Viene allora da chiedersi, specie di fronte a certe valutazioni della stampa – “una decisione da laico”!... – cosa ne è della fiducia nello Spirito Santo? Del resto, fin dal provvedimento di Paolo VI, che fissò al limite dei 75 anni il termine della funzione pastorale dei Vescovi, nella stessa Chiesa sembrò affiorare una preoccupazione troppo umana.
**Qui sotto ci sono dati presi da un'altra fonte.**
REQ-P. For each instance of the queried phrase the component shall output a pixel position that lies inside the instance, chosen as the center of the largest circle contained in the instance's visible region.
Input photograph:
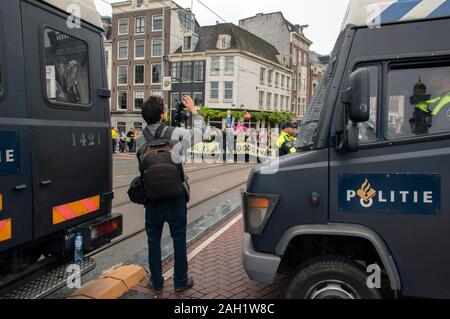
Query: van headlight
(257, 210)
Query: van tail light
(257, 211)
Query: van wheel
(331, 278)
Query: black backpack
(161, 177)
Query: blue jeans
(173, 212)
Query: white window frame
(223, 42)
(135, 25)
(193, 72)
(153, 22)
(151, 73)
(225, 99)
(171, 98)
(128, 73)
(229, 72)
(134, 74)
(263, 74)
(214, 99)
(118, 26)
(126, 101)
(270, 74)
(162, 48)
(184, 49)
(139, 58)
(174, 79)
(261, 99)
(134, 99)
(215, 72)
(118, 50)
(269, 101)
(198, 93)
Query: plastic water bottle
(78, 247)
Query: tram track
(187, 171)
(142, 229)
(191, 181)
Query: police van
(361, 211)
(55, 136)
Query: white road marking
(169, 273)
(423, 9)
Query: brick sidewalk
(218, 273)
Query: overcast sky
(324, 17)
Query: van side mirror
(357, 96)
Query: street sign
(167, 83)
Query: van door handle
(46, 183)
(20, 187)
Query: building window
(228, 91)
(137, 126)
(229, 64)
(269, 101)
(175, 99)
(138, 100)
(215, 64)
(176, 72)
(157, 47)
(139, 25)
(294, 56)
(187, 71)
(139, 49)
(122, 100)
(123, 50)
(187, 43)
(156, 73)
(261, 99)
(123, 26)
(224, 42)
(198, 99)
(66, 68)
(214, 90)
(157, 23)
(122, 75)
(262, 75)
(139, 77)
(198, 71)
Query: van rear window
(66, 68)
(418, 100)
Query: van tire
(331, 278)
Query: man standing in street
(286, 141)
(170, 210)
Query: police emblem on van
(390, 193)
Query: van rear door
(15, 174)
(71, 131)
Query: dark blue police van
(361, 211)
(55, 137)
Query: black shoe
(154, 290)
(189, 284)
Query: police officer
(286, 141)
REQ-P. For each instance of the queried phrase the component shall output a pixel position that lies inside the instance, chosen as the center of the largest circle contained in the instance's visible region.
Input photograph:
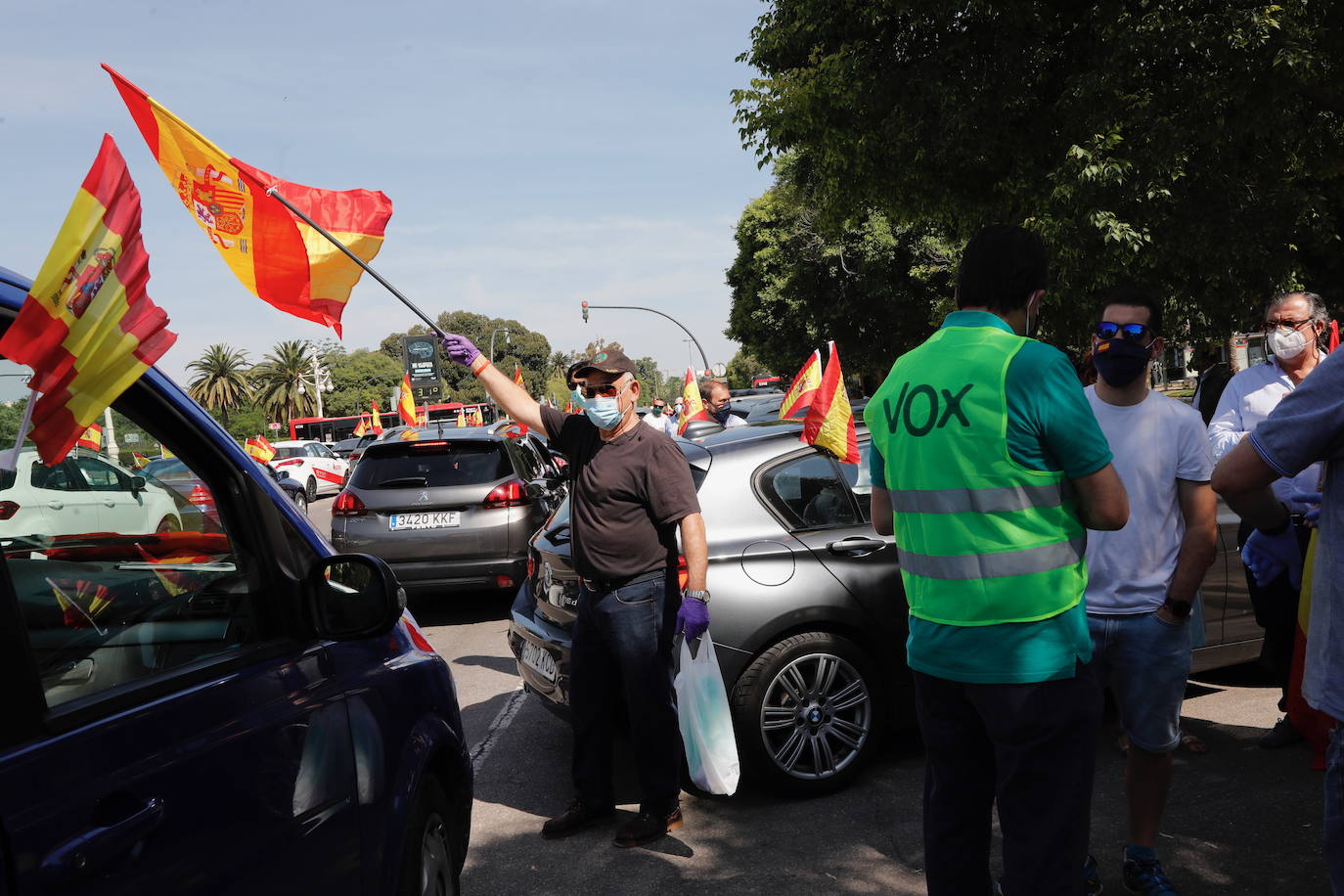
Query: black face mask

Si apre ora uno scenario caricodi insidie e di sfide, dalle Diocesi più lontane ed esposte ai rischi di una difficile convivenza con l’Altro, fino a quelle insediate nel cuore di una civiltà opulenta, ora tra le grinfie di una crisi materiale e morale senza precedenti.

Il fumo di Satana, ebbe a denunciare Paolo VI, è penetrato sotto la cupola di S. Pietro e ora sembra assumere specialmente la forma delle pressioni concentriche di esponenti della cultura laicista sulla morale sessuale – struttura della famiglia, adozione di contraccettivi anti-AIDS, matrimoni omosessuali – e sulla libera gestione della vita affidata ai singoli, senza dimenticare il rovello di quel relativismo che tanto affligge papa Benedetto. Non vorremmo che con lui, stesse per fare un passo indietro anche la vecchia Europa, culla della religione cattolica, apostolica e romana. In un simile contesto, l’immagine passata dalle televisioni di tutto il mondo, del fulmine che colpisce il culmine della Cupola a cui guarda tutta la Cattolicità, incute lo sconcerto degli avvertimenti simbolici.